Das Buch „Der Schlüssel zur Selbstbefreiung“
inspiriert mich zu diesen Zeilen.
Ich bin glücklich,
dieses Buch gefunden zu haben,
es lesen zu dürfen.
Manchmal denke ich schon,
das Buch hat mich gefunden!
Und lehrt mich, die Welt mit anderen Augen zu sehen.

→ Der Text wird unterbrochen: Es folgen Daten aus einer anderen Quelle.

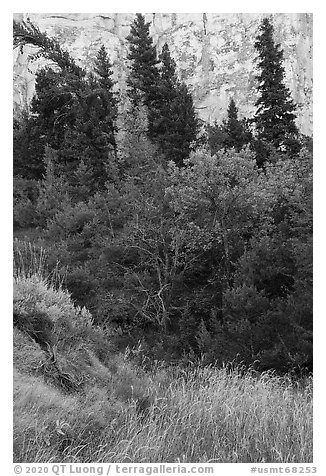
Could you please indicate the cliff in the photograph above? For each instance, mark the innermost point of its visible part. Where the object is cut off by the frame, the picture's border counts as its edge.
(214, 53)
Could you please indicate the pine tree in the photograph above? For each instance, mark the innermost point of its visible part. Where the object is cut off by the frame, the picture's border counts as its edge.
(175, 123)
(144, 75)
(237, 133)
(275, 116)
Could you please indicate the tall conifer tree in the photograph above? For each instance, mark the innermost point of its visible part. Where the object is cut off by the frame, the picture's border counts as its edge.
(275, 116)
(237, 132)
(144, 75)
(175, 127)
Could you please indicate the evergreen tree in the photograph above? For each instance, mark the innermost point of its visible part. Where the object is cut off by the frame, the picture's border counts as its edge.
(232, 133)
(275, 116)
(237, 132)
(93, 137)
(175, 124)
(144, 75)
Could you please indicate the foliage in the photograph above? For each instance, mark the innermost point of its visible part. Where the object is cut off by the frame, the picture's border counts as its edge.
(275, 115)
(194, 254)
(144, 76)
(174, 125)
(232, 133)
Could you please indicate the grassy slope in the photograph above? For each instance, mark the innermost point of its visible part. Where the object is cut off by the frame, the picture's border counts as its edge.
(197, 415)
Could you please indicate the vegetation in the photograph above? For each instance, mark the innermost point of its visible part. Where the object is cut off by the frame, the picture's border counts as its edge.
(275, 116)
(162, 284)
(89, 403)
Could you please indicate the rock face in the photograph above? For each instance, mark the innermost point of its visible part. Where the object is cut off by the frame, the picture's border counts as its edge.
(214, 52)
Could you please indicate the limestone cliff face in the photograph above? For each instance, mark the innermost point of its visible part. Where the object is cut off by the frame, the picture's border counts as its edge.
(214, 54)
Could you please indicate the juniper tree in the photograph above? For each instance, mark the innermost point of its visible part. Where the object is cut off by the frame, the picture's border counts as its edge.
(144, 75)
(237, 132)
(175, 127)
(275, 115)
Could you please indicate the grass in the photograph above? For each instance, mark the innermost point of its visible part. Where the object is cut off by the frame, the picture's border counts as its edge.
(200, 414)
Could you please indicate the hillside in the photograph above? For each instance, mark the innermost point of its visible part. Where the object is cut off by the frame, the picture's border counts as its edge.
(78, 400)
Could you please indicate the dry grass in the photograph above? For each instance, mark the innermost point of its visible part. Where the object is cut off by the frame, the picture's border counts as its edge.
(196, 415)
(205, 416)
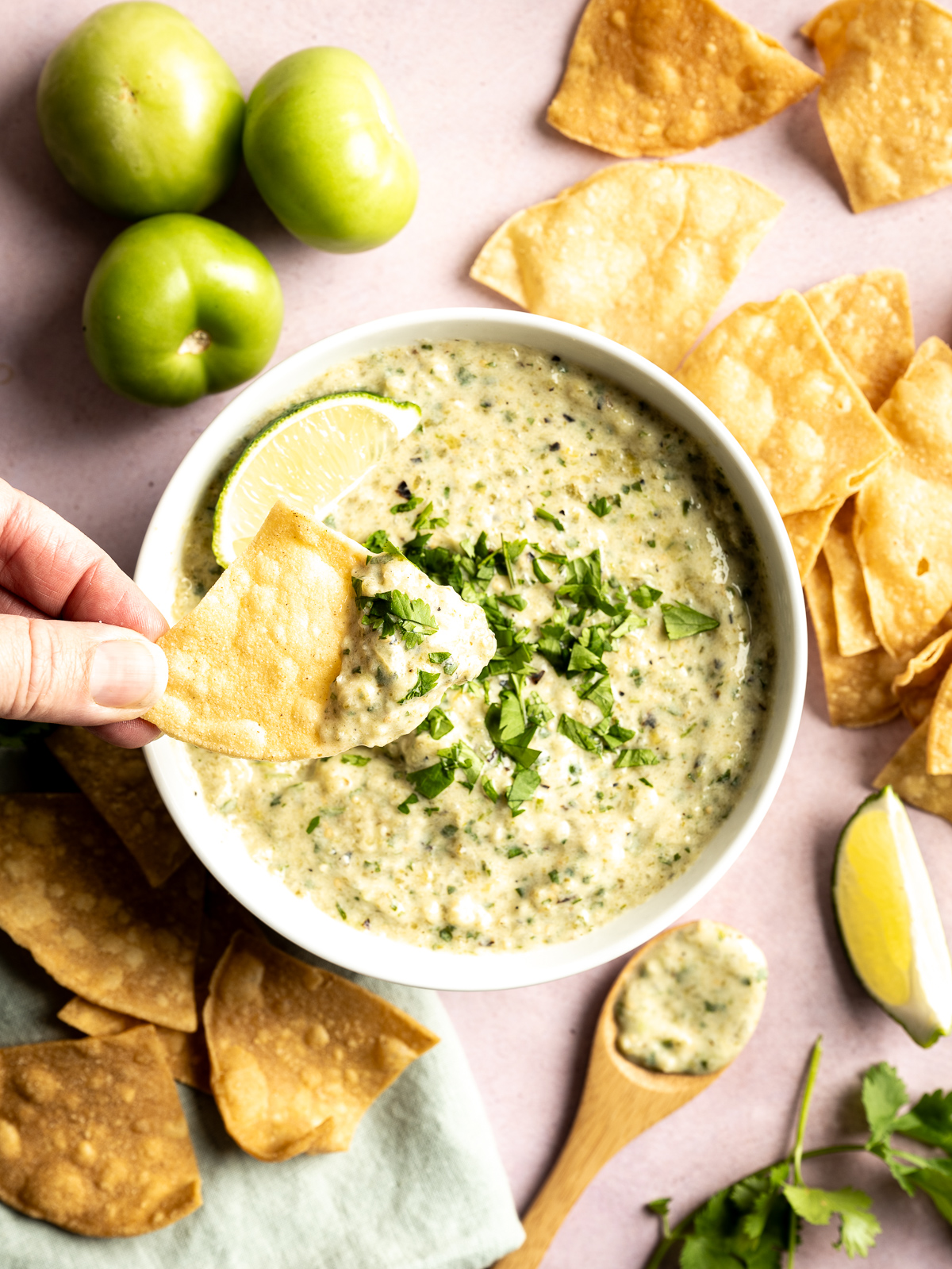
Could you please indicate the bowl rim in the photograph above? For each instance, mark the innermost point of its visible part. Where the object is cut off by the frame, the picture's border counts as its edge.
(296, 917)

Auch wenn es mitunter nicht ganz leicht ist,
diese „neuen Wahrheiten“ anzunehmen.
So schreibt die Autorin zum Beispiel,
das auch traumatische Erfahrungen
wie Inzest oder Vergewaltigung
Ereignisse darstellen, die wir zu uns holen,
um daraus zu lernen,
um dadurch zu erfahren,
was wir auf dem Weg zu einem
glücklicheren, erfüllteren Leben brauchen,
um uns selbst heilen zu können.
Klingt erst mal merkwürdig,
ja, fast schon paradox.
Dabei plädiert die Frauenbewegung seit Jahrzehnten
für eine 100%-Schuld der Täter
und ich komme trotzdem kaum hinterher,
mal einigermaßen wütend
auf meinen Vater zu sein.
Aber geht es überhaupt um Schuld?
Oder geht es nicht viel mehr um Verantwortung?
Oder vielleicht um noch etwas ganz anderes?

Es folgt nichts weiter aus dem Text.